Vinorelbine (Navelbine; Glaxo Wellcome, Inc, Research Triangle Park, NC) is also an agent with significant activity in the treatment of relapsed or refractory breast cancer. In a randomized trial reported by Jones et al⁶ in 1994, vinorelbine produced a higher response rate (46.5% v 28.2% with objective response or stabilization of disease) and longer time to disease progression (median, 12 v 8 weeks) when compared with melphalan as a single agent in the anthracycline-refractory (third-line) setting. There may be a dose-response to this agent. Livingston et al⁷ investigated a dose-intensive regimen of weekly vinorelbine with continuous granulocyte colony-stimulating factor (G-CSF; filgrastim [Neupogen; Amgen, Inc, Thousand Oaks, CA) support and reported a response rate of 25% in 40 patients, all of whom were refractory to prior anthracyclines and most of whom (38 of 40; 95%), were refractory to paclitaxel as well (fourth-line). The median delivered dose-intensity (DDI) for this trial (a phase I-II study) was 27.7 mg/m²/wk compared with a reported median of 15.7 mg/m²/wk in another series with less-heavily pretreated patients.⁸ This represents an increase in DDI of 75%, made possible by the concurrent administration of G-CSF. Seven patients (18%) had reversible grade 3/4 nonhematologic complications, primarily related to neurotoxicity. Dose-limiting toxicity was neutropenia, with an uncommon occurrence of febrile neutropenia requiring hospitalization (three of 40 patients; 8%).

Preclinical data suggest that there may be synergism between the vinca alkaloids and the taxane compounds.

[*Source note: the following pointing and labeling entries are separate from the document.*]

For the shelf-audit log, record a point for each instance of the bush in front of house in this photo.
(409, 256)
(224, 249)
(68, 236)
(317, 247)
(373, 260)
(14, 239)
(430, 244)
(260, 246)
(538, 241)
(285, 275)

Whereas the vinca alkaloids, like vinorelbine, induce net disassembly of microtubules, the taxanes promote microtubule polymerization.⁹ The polymerized microtubules are quite stable, which inhibits the normal reorganization of the microtubule network. Some drug-resistant cell lines, produced by prolonged exposure to paclitaxel in vitro, have tubulin-mutant subunits that have an inherently slow rate of microtubule assembly when grown in the absence of drug.¹⁰ This mechanism of resistance imparts increased sensitivity to the vincas in human cell lines.¹¹ Bissery et al,¹² studying mice bearing a variety of solid tumors in vivo, have observed synergism of the taxane compound, docetaxel (Taxotere; Rhône-Poulenc Rorer, Collegeville, PA) when given with vinorelbine. In this system, it was possible to administer full doses of both agents, which was not the case for the combination of docetaxel with agents from other classes.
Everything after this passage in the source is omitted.